油不要のフライドポテト調理器、フィリップス開発の「エアフライヤー」。

2010年9月10日 10時49分 (2010年9月11日 23時45分 更新)
フライドポテトやフライドチキンが好きな人は多いが、体への影響を考えると、油分を多量に含んでいるのが気になるところ。健康志向が高まっている昨今では、油で揚げずに電子レンジやオーブンを使ってそれに近い調理をする方法も広く知られているが、このほど家電メーカーのフィリップスは、油を使わずにフライのように仕上げられる「エアフライヤー」なる製品を開発した。この製品は200度の高温の空気を対流させることにより、ポテトや肉を油で揚げたように調理できるのが売りで、先日ドイツ・ベルリンで開かれた家電見本市に出品され話題を呼んでいる。  

一見、小型の炊飯器のような形をした「エアフライヤー」。この製品は最高200度の空気を高速で循環させるという独自技術が用いられている。これにより、油を使わずに「肉やスナックなど多くの物を、手軽に素早く揚げることができる」(エアフライヤー公式サイトより)そうだ。ただ、一切油を使わないということではなく、公式サイトでは風味付けのため「大さじ半分の油を加えてください」と勧めている。セットする容器の中は仕切りがはめ込めるようになっており、同時に2種類の食材を調理することも可能だ。

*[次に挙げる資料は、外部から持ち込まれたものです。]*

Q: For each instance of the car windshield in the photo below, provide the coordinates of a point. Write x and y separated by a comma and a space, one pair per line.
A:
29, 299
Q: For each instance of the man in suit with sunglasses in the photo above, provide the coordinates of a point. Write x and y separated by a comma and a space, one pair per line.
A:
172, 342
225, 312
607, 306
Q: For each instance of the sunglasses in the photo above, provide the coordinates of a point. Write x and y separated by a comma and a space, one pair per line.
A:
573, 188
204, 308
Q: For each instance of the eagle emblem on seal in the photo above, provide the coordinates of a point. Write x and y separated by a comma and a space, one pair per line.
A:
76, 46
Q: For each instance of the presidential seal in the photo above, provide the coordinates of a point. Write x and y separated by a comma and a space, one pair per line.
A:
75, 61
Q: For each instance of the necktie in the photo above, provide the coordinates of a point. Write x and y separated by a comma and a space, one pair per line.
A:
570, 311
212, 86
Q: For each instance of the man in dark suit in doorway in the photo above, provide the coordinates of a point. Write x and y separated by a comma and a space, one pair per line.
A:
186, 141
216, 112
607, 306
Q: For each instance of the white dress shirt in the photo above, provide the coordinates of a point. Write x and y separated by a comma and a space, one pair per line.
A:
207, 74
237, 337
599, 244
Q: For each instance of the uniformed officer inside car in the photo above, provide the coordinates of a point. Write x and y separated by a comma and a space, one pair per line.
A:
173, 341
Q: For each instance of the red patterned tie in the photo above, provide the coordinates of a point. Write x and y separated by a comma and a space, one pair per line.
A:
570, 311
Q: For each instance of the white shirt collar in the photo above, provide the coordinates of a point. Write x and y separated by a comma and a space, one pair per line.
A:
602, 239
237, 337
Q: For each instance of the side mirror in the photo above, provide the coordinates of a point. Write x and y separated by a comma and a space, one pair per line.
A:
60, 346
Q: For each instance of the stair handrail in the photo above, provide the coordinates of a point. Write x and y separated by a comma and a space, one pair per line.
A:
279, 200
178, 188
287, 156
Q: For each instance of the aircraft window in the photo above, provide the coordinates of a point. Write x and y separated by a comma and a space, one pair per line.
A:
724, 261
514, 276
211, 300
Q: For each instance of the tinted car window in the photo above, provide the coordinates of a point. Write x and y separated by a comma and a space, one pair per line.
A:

公式サイトの説明では、この製品を使って調理をすると「最高80%脂肪分を抑え、サクサクに揚げられる」。フィリップスのピーター・ノタCEOは「この製品は、人々が健康的で行動的に暮らし、より生活の支えとなるよう援助することを約束する」(英紙デイリー・メール)と胸を張る。ほかの特徴としては30分までのタイマー機能などを搭載。コーティング加工により、分解して食器洗浄機でも洗えるそうだ。そして購入者には30種類の調理法が書かれているレシピ本もプレゼント。現在、ウェブサイトで予約受付中で、販売価格は200ポンド(約2万6,000円)となっている。

しかし、油を使わずに揚げ物ができるという製品に、果たしてこの金額を出す価値があるのか、フィッシュ&チップスで有名な英国では意見が分かれているようだ。

デイリー・メール紙の記事のコメント欄には、実にさまざまな意見が寄せられている。「これは素晴らしい発明品だ」と称賛する人もいれば、「200ポンド?」「私は30年前からオーブンと呼ばれる機械を持ってるよ」と、価格や機能面で否定的な見方をする人もいる。ほかに「チップスは牛脂で揚げるのが一番」と味にこだわりを持つ人や、「ティファールで似たようなものが安く手に入る」との指摘も。

注: この記事は配信日から2週間以上経過した記事です。記事内容が現在の状況と異なる場合もありますのでご了承ください。